Al cerco oceánico a China, ésta y Rusia tratan de contraponerle una alianza virtual y una complementación militar euroasiática. La expresión más clara de la misma, en lo político y lo diplomático, es la colaboración en Naciones Unidas entre Pekín y Moscú, la defensa común de Irán, el intento chino de potenciar enormemente sus inversiones en la industria nuclear en el Reino Unido –que trata de ser más independiente de la Unión Europea–, los pactos militares sino-rusos y el Banco Asiático de Inversión en Infraestructura promovido por China como rival del Banco Asiático de Desarrollo (en manos de Washington) y del FMI y el Banco Mundial también controlados por Estados Unidos y los grandes capitales europeos. China, además, mostró sus músculos recientemente en una enorme parada militar (Corea del Norte hizo lo mismo). En este contexto debe verse la intervención rusa en Siria, país que permite a su flota el acceso al Mediterráneo (y de ahí al Mar Rojo y al Océano Índico) y tener protagonismo en Irán y en Asia central presionando a los aliados de Estados Unidos en la zona (Turquía, Israel, Arabia Saudita, Qatar y Emiratos).
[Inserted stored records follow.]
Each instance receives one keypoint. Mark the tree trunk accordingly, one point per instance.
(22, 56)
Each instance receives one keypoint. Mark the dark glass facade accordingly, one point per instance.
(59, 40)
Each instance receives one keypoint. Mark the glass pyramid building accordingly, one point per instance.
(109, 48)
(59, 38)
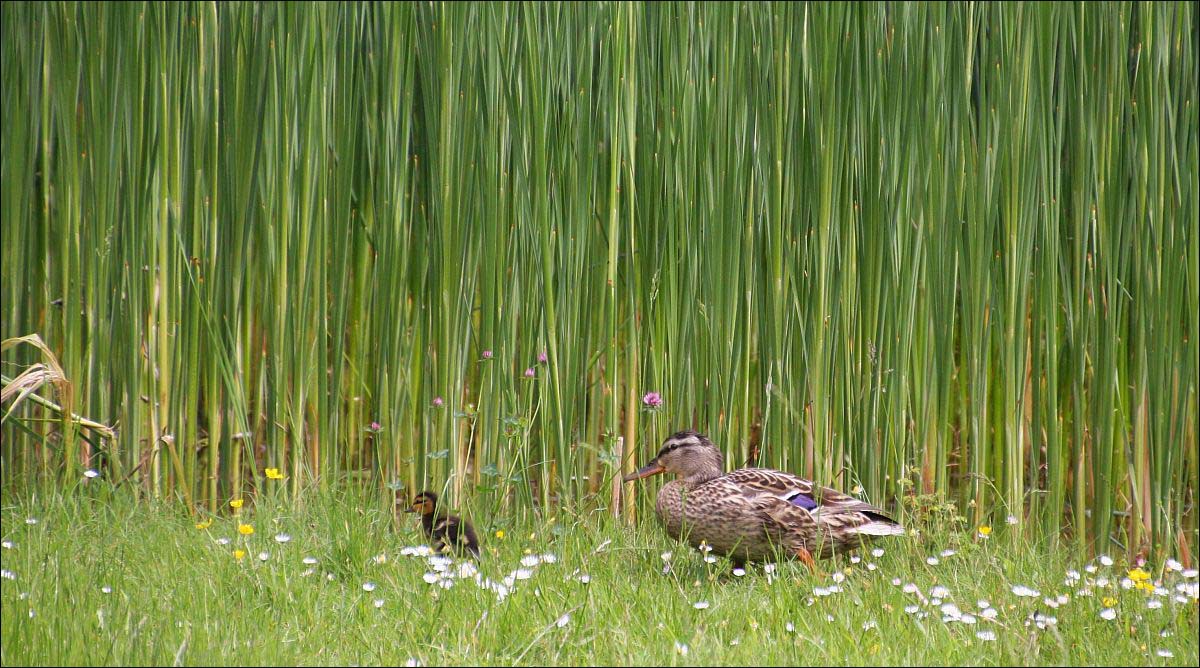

La historia no se repite, pero los mismos problemas llevan a resultados similares. En escala internacional la crisis de civilización (económica, social, política, moral, ecológica) que hoy vivimos vuelve a presentar los mismos monstruos de los años 30: choques de los imperialismos, avance del racismo y del extremismo de ultraderecha en Europa, nacionalismos xenófobos, guerras locales sin fin, gobiernos débiles de las democracias sin autoridad moral alguna, inestabilidad en los países dependientes de África y América Latina, derrumbe de la socialdemocracia. Para colmo, a todo eso se agrega la ceguera de la izquierda social, con sus ilusiones en Alexis Tsipras o en Podemos, o su enclaustramiento, carente de cualquier visión estratégica, en la mera actividad política o sindical local. Más que nunca al pesimismo de la inteligencia hay que oponerle el optimismo de la voluntad.